Projectile Points - Broad Point Style 004.99.001 & 004.99.263 and Meadowood Type 004.99.1272 & 004.99.1276
Over the millennia that Indigenous populations grew and prospered, their cultures allowed them to adapt to the on-going changes that occurred within their natural and social environments. Exchange with neighbours—many with shared kinship—through marriage, trade, and other social interaction, would have created an invaluable reciprocal support network. This would have reduced risk in the hunter-gatherer economy, since availability of food and other resources might vary considerably from season to season and from year to year.

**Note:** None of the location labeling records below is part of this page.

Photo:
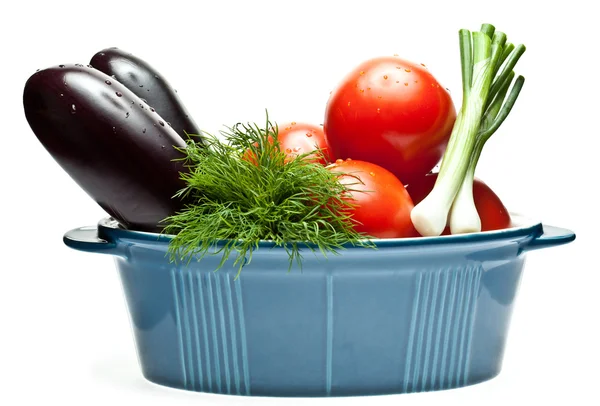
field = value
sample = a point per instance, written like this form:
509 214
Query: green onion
487 63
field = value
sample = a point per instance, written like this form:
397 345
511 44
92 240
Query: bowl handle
549 237
86 239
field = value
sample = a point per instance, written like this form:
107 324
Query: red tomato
393 113
491 210
383 205
300 138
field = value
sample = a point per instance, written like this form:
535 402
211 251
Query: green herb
244 191
487 62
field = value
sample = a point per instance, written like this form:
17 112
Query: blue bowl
416 314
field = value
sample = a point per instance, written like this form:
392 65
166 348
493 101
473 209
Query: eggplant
111 143
143 80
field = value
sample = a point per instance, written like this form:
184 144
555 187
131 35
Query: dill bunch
246 190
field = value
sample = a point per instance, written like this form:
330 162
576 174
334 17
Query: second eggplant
115 146
147 83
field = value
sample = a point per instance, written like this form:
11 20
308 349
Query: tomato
393 113
491 210
382 205
297 139
300 138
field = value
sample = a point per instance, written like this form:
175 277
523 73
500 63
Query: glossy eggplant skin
109 141
143 80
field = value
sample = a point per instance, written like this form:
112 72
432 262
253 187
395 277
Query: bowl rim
521 226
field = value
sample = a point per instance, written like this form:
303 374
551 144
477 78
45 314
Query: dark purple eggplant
118 149
143 80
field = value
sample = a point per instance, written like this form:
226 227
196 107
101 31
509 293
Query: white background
64 331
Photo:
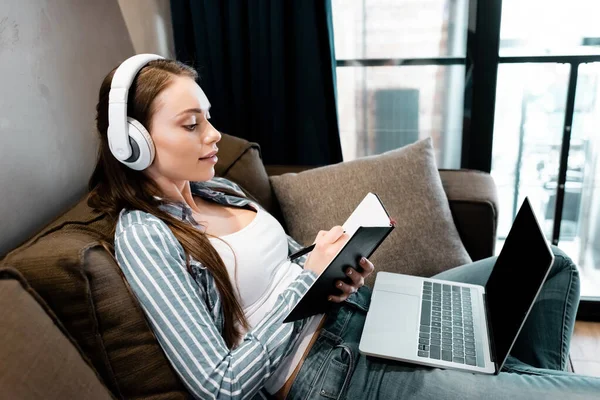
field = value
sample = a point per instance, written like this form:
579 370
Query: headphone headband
118 128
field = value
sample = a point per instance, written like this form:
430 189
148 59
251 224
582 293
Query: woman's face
182 135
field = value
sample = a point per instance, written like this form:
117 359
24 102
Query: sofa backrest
67 265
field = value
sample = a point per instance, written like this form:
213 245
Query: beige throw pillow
425 241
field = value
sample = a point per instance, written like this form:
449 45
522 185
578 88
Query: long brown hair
114 187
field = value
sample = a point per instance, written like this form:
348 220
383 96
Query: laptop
460 326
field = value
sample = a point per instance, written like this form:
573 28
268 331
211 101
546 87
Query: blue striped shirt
185 311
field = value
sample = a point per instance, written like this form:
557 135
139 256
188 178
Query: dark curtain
268 69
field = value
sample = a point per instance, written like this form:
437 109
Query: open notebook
368 226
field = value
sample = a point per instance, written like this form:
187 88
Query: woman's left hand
358 280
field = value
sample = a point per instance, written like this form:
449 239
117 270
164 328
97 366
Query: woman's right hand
327 245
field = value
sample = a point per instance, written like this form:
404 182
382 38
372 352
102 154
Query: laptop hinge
490 332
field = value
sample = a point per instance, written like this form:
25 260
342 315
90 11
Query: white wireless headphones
128 140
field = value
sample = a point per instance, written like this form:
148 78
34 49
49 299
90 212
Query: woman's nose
213 135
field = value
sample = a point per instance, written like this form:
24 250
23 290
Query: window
400 75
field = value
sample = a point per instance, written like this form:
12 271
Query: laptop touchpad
391 324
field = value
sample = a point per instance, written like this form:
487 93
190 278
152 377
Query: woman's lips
211 158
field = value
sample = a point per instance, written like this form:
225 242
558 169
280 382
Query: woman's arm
154 266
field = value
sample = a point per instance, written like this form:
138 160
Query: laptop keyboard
446 329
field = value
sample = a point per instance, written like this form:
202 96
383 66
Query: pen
301 252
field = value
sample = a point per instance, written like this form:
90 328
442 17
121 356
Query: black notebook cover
362 244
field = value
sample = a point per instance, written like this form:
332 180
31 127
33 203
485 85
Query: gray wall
53 56
149 25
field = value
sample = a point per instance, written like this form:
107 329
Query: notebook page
369 212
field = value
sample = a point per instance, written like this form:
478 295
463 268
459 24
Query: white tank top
263 272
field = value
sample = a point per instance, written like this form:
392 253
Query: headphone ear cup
142 142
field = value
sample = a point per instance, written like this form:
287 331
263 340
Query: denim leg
546 335
382 379
545 339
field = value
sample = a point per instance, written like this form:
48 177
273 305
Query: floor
585 348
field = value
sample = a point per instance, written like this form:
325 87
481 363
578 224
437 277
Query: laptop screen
519 273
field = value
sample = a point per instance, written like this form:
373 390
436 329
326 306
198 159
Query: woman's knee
562 262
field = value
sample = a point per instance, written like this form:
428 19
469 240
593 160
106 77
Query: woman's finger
357 277
345 288
367 267
338 299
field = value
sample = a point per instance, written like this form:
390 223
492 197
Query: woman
209 267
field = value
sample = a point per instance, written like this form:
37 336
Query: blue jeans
535 369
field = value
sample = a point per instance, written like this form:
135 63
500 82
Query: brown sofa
68 272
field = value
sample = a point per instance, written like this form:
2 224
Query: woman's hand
327 245
358 280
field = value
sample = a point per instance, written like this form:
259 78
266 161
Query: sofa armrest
474 204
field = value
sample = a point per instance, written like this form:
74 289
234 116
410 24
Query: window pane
383 108
530 109
399 28
580 227
537 27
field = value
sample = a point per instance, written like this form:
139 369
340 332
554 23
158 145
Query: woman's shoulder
137 219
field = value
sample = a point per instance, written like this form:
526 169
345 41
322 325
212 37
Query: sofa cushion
425 240
38 358
67 266
241 162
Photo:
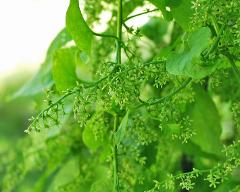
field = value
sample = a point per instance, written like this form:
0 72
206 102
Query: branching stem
139 14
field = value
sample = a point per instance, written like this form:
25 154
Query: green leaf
206 123
121 129
188 62
43 78
78 28
182 11
89 138
162 6
64 67
67 173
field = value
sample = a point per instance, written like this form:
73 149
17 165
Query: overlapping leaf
188 62
43 78
78 28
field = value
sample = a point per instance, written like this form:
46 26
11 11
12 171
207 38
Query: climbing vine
136 108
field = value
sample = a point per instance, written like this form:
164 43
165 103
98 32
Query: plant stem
139 14
119 62
115 158
106 35
119 32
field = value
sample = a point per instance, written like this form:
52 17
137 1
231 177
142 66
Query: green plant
117 121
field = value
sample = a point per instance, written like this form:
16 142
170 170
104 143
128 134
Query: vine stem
119 62
115 157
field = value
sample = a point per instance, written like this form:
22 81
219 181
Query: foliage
120 116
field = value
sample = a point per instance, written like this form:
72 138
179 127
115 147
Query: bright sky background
26 29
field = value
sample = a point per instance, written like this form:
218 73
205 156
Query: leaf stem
165 97
115 157
234 66
106 35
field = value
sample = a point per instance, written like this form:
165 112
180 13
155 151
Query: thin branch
139 14
106 35
157 101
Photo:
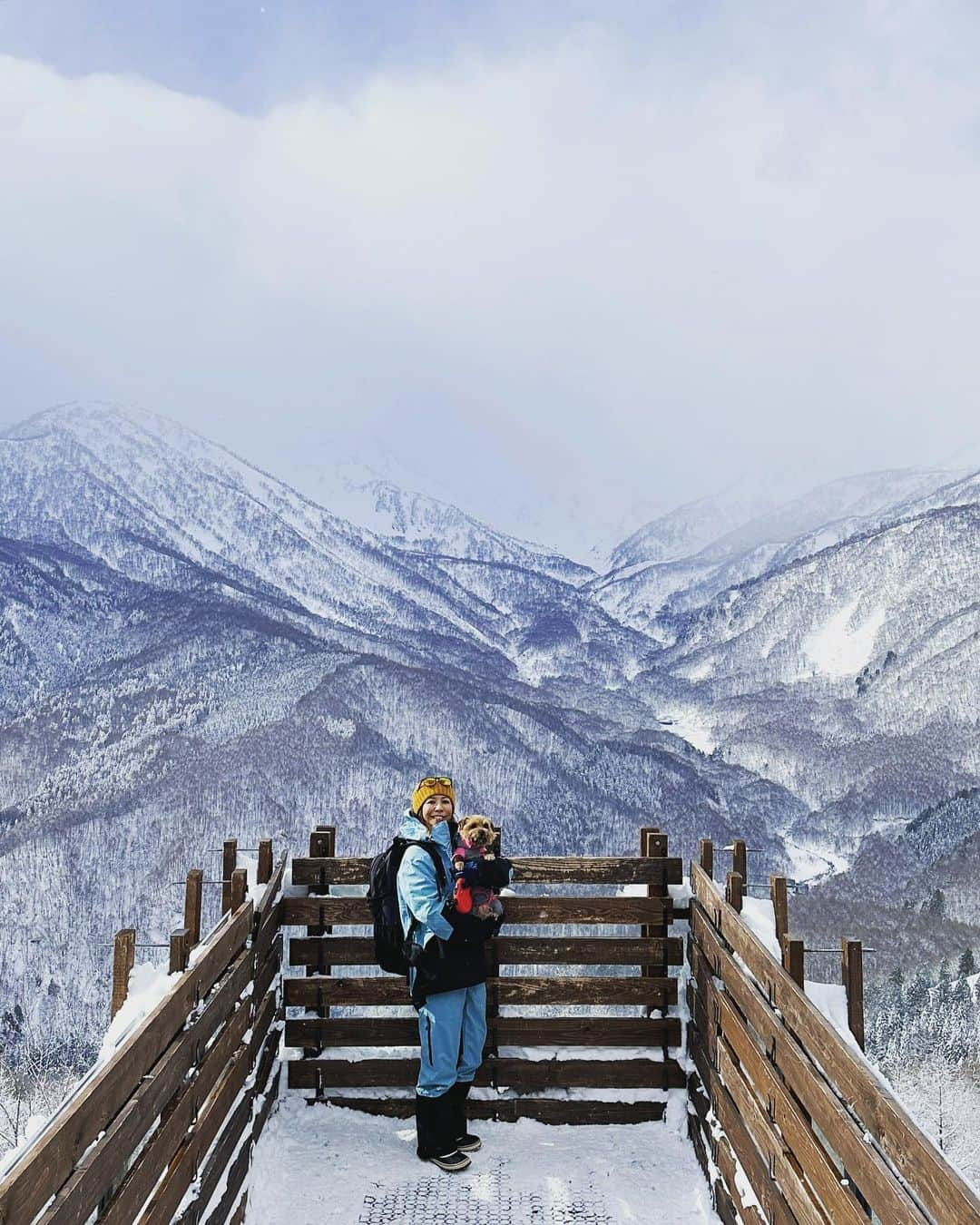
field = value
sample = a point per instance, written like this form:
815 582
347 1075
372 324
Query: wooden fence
778 1091
331 959
174 1104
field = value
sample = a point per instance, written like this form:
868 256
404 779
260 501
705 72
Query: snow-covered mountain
163 505
191 651
424 524
683 560
850 676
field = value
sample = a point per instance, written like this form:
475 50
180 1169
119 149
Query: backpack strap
433 851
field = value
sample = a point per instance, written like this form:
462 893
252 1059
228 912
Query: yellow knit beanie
430 787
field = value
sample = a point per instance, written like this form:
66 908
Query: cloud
599 271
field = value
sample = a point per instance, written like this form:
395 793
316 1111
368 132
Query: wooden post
265 861
239 887
322 846
192 893
740 859
706 855
734 884
780 906
230 861
124 956
653 846
853 976
181 949
493 970
793 959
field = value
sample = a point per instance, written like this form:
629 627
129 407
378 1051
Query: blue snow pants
452 1032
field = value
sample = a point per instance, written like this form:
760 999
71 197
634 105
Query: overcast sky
560 269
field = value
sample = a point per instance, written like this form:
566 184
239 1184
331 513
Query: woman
448 982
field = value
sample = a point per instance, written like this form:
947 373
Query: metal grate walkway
490 1197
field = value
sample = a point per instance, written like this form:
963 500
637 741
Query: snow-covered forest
191 650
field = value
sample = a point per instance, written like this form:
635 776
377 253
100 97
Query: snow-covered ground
318 1164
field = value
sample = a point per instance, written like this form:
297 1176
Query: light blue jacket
418 885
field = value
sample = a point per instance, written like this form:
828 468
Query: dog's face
476 830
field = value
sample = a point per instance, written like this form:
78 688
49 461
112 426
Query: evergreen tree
936 904
942 987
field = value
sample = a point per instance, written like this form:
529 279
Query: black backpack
392 947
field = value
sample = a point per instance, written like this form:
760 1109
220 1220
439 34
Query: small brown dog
476 835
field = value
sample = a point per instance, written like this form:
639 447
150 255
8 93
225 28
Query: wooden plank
504 1072
791 1187
560 868
263 1017
940 1187
267 1057
235 1130
124 956
224 1210
269 895
192 902
546 1110
867 1166
391 990
780 906
267 930
263 868
840 1207
853 976
51 1161
269 970
230 861
315 1032
158 1153
167 1197
737 1143
510 949
793 958
324 910
267 1081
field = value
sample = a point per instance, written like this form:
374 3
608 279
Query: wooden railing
779 1093
182 1098
331 958
788 1120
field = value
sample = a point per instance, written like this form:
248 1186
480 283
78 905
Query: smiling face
476 830
436 808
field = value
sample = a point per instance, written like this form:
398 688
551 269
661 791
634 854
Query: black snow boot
465 1141
434 1133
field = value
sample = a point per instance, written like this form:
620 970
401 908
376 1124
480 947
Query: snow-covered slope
851 676
162 505
192 651
661 583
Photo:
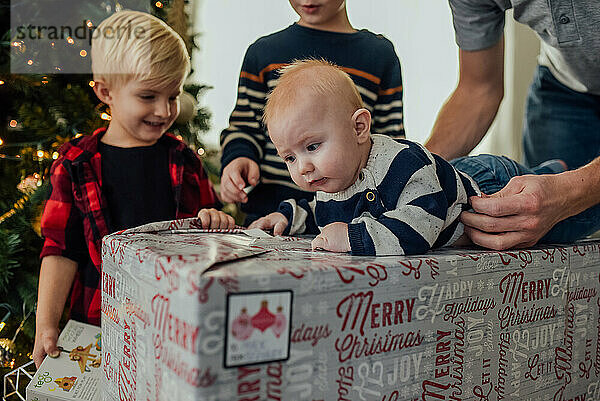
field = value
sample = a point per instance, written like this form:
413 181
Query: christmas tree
38 113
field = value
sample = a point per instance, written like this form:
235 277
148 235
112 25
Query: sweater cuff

Access to geographically discrete resources, such as toolstone outcrops, created an opportunity to develop trade commodities. Along the Erie coast of Niagara, outcrops of Onondaga Formation chert presented such an opportunity. Archaeological evidence at the Peace Bridge site in Fort Erie shows that the chert was being quarried and manufactured into tools, such as the Christmas tree-shaped Genesee point shown here, from around 4,500 years ago. Such points were traded throughout the lower Great Lakes area and beyond. Similar so-called “Broad Points” were being made elsewhere in eastern North America around the same time, and the specimen made of Flint Ridge chert from Ohio shown here illustrates the range of the trade networks.
The quality and consistency of projectile point manufacture that had developed by around 3,000 years ago is illustrated by the two well-made and extremely thin Meadowood type points shown here. The Peace Bridge site in Fort Erie was also a major manufacturing centre for these points and caches of nearly identical points has led researchers to suggest that individual skilled knappers may be identifiable in some artifact assemblages. It has also been suggested that craft specialization, whereby skilled artisans were relieved of other duties in the community so they could focus on their trade, may have arisen in some situations.